To set up and run this project locally, follow these steps:

  1. Prerequisites:

    • Ensure Docker and Kubernetes are installed on your system.
  2. Set Up Skaffold:

  3. Configuration:

    • Create a secrets.yaml file in the infra/k8s directory with your Google API key:
      apiVersion: v1
       kind: Secret
       metadata:
          name: medbot-secret
       type: Opaque
       stringData:
          GOOGLE_API_KEY: <your-api-key>
          CLAUDE_API_KEY: <your-api-key>
          GROQ_API_KEY: <your-api-key>
          TAVILY_AI_API_KEY: <your-api-key>
          SECRET_KEY: <secret-to-sign-jwt>
          ALGORITHM: <algo-to-use-for-jwt>
          ACCESS_TOKEN_EXPIRE_MINUTES: <access-token-expiry-time>
    • Replace my docker hub id with your Docker Hub ID in skaffold.yaml, query-preprocessing-manager.yaml, question_answer_manager.yaml, and rag_uploader_manager.yaml.
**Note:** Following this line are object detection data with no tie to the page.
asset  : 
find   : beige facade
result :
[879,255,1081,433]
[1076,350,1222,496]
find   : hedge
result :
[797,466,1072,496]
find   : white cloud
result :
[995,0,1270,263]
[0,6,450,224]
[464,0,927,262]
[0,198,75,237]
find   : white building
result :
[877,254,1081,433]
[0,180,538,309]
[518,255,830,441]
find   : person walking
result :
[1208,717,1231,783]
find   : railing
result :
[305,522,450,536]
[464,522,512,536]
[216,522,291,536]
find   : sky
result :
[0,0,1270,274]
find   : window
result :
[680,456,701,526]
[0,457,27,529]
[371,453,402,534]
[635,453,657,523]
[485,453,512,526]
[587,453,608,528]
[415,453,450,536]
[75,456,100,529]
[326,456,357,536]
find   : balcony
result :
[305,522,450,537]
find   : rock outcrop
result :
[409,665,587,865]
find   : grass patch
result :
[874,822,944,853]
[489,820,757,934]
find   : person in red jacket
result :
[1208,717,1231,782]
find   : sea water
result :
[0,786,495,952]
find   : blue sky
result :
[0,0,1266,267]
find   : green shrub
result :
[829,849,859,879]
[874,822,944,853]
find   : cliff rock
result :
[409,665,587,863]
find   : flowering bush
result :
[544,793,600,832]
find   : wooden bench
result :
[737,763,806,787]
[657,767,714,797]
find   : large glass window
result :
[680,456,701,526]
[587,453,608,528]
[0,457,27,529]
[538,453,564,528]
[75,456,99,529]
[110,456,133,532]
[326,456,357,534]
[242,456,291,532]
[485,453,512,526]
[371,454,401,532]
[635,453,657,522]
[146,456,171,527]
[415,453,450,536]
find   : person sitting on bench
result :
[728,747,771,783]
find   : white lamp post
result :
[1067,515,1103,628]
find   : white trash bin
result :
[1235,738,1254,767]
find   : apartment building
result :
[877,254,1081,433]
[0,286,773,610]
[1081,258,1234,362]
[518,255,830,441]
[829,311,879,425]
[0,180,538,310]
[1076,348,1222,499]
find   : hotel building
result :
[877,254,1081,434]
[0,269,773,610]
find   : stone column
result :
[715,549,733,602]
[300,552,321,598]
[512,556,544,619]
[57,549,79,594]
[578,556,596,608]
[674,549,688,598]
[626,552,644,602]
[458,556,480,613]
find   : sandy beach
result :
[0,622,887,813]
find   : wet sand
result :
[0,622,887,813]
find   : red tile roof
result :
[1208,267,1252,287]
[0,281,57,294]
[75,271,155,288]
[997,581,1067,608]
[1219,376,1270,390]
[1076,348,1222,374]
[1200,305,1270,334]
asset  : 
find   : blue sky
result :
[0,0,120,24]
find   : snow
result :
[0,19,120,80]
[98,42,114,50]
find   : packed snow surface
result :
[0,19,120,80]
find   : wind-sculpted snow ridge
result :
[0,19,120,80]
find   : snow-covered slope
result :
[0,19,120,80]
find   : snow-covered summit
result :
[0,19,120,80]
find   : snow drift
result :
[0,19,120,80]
For example:
      prathameshkurve/query-preprocessing => <your-name>/query-processing

Linux

  1. Install minikube:

    • Go to following link to download minikube
      https://minikube.sigs.k8s.io/docs/start/
      
  2. Install skaffold:

    • To install skaffold click on following link
      https://skaffold.dev/docs/install/
      
  3. Run the following commands:

    • Start minikube
      minikube start
      minikube addons enable ingress
      minikube addons enable ingress-dns
      
  4. Host File Entry:

    • Run following commands
      1. To fetch ip address run the following command
      minikube ip
      
      1. Copy your ip address
      <your-ip-address>
      
      1. Run following command
      sudo nano /etc/hosts
      
      1. Add this to your host file
      <your-ip-address> medbot.xyz
      
      1. Save file and exit and go to your project directory
      ctrl/cmd + x && y
      
  5. Start the Application:

    • Navigate to the root directory of the project and run:
      skaffold dev
  6. Access the Services:

    • The frontend can be accessed from medbot.xyz.
    • The chat API can be accessed at medbot.xyz/api/chat/docs.
    • Document upload service is available at medbot.xyz/api/rag/docs.

Windows

  1. Host File Entry:
    • Add the following entry to your host file to route local requests:
      127.0.0.1 medbot.xyz
      
  2. Start the Application:
    • Kubernetes Ingress Controller is required for networking. It can be installed and setup with the following command:
      kubectl apply -f https://raw.githubusercontent.com/kubernetes/ingress-nginx/main/deploy/static/provider/cloud/deploy.yaml
    • Navigate to the root directory of the project and run:
      skaffold dev
  3. Access the Services:
    • The frontend can be accessed from medbot.xyz.
    • The chat API can be accessed at medbot.xyz/api/chat/docs.
    • Document upload service is available at medbot.xyz/api/rag/docs.

Note

This is an ongoing development project. Its purpose is to explore AI-powered chat API capabilities.